Foreword 004: Abby St. Claire
"The way I see it, every life is a pile of good things and bad things. The good things don't always soften the bad things, but vice-versa, the bad things don't necessarily spoil the good things and make them unimportant." — Doctor Who
Tell us about yourself!
I grew up outside of Chicago, and at a ripe age, I fell in love with the city, and all the small businesses stole my heart. After a failed pipe dream and poor planning on my part, I found myself in St. Louis for my first year of university. There, I co-founded and designed a St. Louis-based lifestyle quarterly publication called The City Dossier. Now, I am back in Chicago to study graphic design while working at and developing a publication for a Chicago-based company called Flowers for Dreams. I am also the co-founder of an online publication called WITH/ANOTHER, which highlights amazing creative women in Chicago.
I absolutely love to travel; I truly believe that it is one of the most important things a person can do. I am constantly making lists of beautiful lil shops, restaurants, and museums in different cities around the world. I have been fortunate enough to spend time in Europe, and it is most definitely my favorite place. Something about the culture, architecture, food, and slow living really resonates with me.
When/if I have free time, I can be found eating tacos, laughing at John Mulaney standup, listening to Drake, scrolling through Man Repeller, or binge-watching The Office.
What advice have you found to be most useful to you as a young creative?
Ira Glass talks about a period of time all creatives go through called “The Gap.” Basically, anyone who gets into creative work, gets into it because of good taste. But there is a gap. It is the first couple of years that you’re creating, and you can tell that what you’re making isn’t that great, even though it is trying to be. But your taste is still killer, and it is good enough to tell that what you’re making is kind of a disappointment. A lot of people don’t make it past this phase. A lot of people at this point just quit. And if there is one thing I can say with all of my heart is to not give up. Throw yourself into a large body of work, and it is only by doing this that you will close this gap. And it will take time, but it will be so worth it in the end when you are producing something you can be proud of.
Don't underestimate the power of work hard, play hard. Be serious about the work you are creating, but have a lighthearted view on life and what success is, because it looks different to everyone.
Nobody really knows what they are doing, even if it seems like they do. Somebody probably looks at you and thinks that you know what you're doing.
What are you trying to learn now?
To be content. It is incredibly hard. My whole life has been about looking to the next thing, even as a kid. I couldn't wait to get out of middle school, of high school, and now college. I am in an interesting position where I have these two different identities: a student and a creative professional. A lot of my close friends are older than me and I have a hard time truly relating with a lot of people my age. I'm trying not to grow up too fast, and to give myself a break when I set unrealistic expectations or try to rush success. We are taught to be so result-orientated, and I am certainly the same. I have a hard time being satisfied with what I create, and I look to others in different positions in life and in their creative journey and compare myself to them. It plays into my struggle with Impostor Syndrome. I have a hard time attributing my creative success to my own actions, and will attribute it to luck, timing, or a lie. Impostor Syndrome is actually extremely common in high achieving women, and it is hard to convince myself that my achievements are not a result of the aforementioned things, especially of late. So yea, contentment.

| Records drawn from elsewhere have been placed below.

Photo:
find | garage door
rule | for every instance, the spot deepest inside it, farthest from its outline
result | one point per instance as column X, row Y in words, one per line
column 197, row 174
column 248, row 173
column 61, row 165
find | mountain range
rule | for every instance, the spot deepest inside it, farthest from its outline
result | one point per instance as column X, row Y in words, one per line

What do you believe that you wish everyone else believed too?
The world is greater than you; you are not the world. Every person and culture has a unique perspective to offer, and not one is neither right nor wrong. There is always more to see, learn, and experience, and we should take advantage of that in any way possible.
Where is the best place you've ever been?

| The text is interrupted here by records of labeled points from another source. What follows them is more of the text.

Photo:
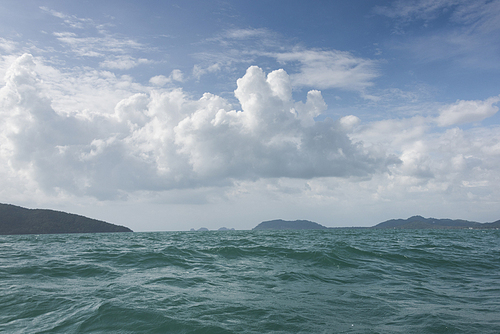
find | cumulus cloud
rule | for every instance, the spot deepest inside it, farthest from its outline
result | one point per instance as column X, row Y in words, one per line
column 161, row 80
column 162, row 139
column 467, row 111
column 122, row 62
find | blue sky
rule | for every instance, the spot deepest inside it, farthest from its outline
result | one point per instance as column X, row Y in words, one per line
column 168, row 115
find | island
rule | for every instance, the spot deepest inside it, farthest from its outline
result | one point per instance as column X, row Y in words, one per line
column 419, row 222
column 280, row 224
column 19, row 220
column 414, row 222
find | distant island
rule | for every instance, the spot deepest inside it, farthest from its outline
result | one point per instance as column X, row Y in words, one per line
column 280, row 224
column 419, row 222
column 19, row 220
column 415, row 222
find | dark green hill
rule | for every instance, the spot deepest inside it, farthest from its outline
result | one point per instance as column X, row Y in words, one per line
column 280, row 224
column 419, row 222
column 18, row 220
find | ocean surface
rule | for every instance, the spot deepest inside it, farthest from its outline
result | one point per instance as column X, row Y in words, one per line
column 309, row 281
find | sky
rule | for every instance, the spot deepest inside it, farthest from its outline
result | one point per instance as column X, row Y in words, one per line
column 172, row 115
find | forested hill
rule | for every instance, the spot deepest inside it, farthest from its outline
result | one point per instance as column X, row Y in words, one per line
column 18, row 220
column 419, row 222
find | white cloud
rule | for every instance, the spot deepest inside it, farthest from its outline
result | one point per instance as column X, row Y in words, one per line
column 331, row 69
column 104, row 44
column 161, row 80
column 199, row 71
column 462, row 112
column 160, row 140
column 122, row 62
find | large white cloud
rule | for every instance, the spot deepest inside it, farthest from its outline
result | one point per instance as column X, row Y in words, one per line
column 162, row 139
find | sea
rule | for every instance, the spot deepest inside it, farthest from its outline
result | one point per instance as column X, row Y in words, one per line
column 286, row 281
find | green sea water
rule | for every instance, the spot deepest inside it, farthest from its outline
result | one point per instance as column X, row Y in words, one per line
column 309, row 281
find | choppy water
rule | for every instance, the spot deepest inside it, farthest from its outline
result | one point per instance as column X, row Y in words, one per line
column 330, row 281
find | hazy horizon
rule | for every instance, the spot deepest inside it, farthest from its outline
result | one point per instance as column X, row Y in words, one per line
column 172, row 115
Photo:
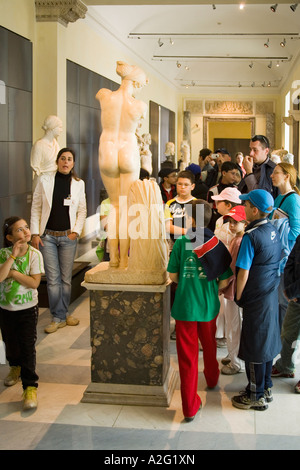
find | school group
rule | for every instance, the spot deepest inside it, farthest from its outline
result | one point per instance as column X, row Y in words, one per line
column 235, row 269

That is so incredibly hard. I have been so lucky to visit so many beautifully, equally unique places. Seeing cliffs plummeting into the cyan sea and vast landscape of naturally growing succulents in northern California makes me realize how small I am; the bustling cultural hub and streets lined with brownstones protected by trees of lower Manhattan is probably the closest thing to magic; standing square to a Vermeer in a museum in the middle of the Medieval city of Edinburgh takes me back to a time that formed our ideas of history and the world.
My heart will always lie within the rolling hills of Tuscany. A 200 year-old villa that sits across an ancient walled town and overlooks olive trees as old as the home itself was my first love, and will always be the memory I will cheat on, no matter where my feet take me.

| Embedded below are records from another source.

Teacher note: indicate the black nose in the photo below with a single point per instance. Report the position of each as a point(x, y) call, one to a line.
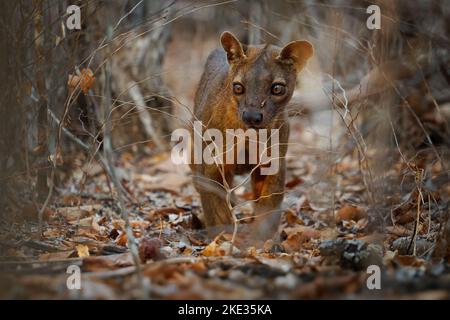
point(252, 117)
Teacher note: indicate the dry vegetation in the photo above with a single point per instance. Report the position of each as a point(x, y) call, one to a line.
point(86, 177)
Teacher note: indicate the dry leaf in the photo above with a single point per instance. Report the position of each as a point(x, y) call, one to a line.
point(82, 250)
point(350, 213)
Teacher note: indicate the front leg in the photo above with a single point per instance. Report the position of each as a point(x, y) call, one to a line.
point(268, 193)
point(213, 195)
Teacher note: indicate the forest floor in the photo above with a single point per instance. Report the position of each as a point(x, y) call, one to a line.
point(323, 253)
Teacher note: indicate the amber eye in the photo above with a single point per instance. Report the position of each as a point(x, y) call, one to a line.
point(278, 89)
point(238, 88)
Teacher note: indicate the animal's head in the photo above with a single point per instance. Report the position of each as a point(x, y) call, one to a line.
point(263, 78)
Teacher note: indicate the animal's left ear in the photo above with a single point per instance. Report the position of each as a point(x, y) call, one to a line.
point(296, 53)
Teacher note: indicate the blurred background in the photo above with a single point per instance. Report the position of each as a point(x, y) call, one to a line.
point(87, 117)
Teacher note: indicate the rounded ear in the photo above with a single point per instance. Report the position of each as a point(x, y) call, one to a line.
point(232, 47)
point(296, 53)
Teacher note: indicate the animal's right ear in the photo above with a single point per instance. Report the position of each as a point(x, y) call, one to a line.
point(232, 47)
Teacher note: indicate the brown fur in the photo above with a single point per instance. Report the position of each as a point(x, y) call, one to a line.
point(256, 67)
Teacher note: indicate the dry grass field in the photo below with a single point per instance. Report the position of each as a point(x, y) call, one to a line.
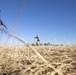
point(37, 60)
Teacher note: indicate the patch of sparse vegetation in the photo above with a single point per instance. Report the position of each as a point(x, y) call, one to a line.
point(23, 60)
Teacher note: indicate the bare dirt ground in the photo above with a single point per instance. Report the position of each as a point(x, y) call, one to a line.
point(37, 60)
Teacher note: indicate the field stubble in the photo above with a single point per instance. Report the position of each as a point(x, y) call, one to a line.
point(37, 60)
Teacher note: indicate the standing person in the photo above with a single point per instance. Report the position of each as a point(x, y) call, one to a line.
point(2, 23)
point(38, 40)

However, Paris may as well be synonymous with perfection. The city that took the hearts of hundreds of artists, writers, designers, leaders, and tastemakers is the perfect blend of art, culture, cuisine, and all that is good. Whether it be exploring the halls of the Louvre, reading a book by a fountain at the Palais Royal, strolling the manicured lawns of the Tuileries Garden, window shopping at one of many specialty stores, or looking out from a balcony over rooftops and across to the Eiffel Tower, nothing gets me quite like Paris.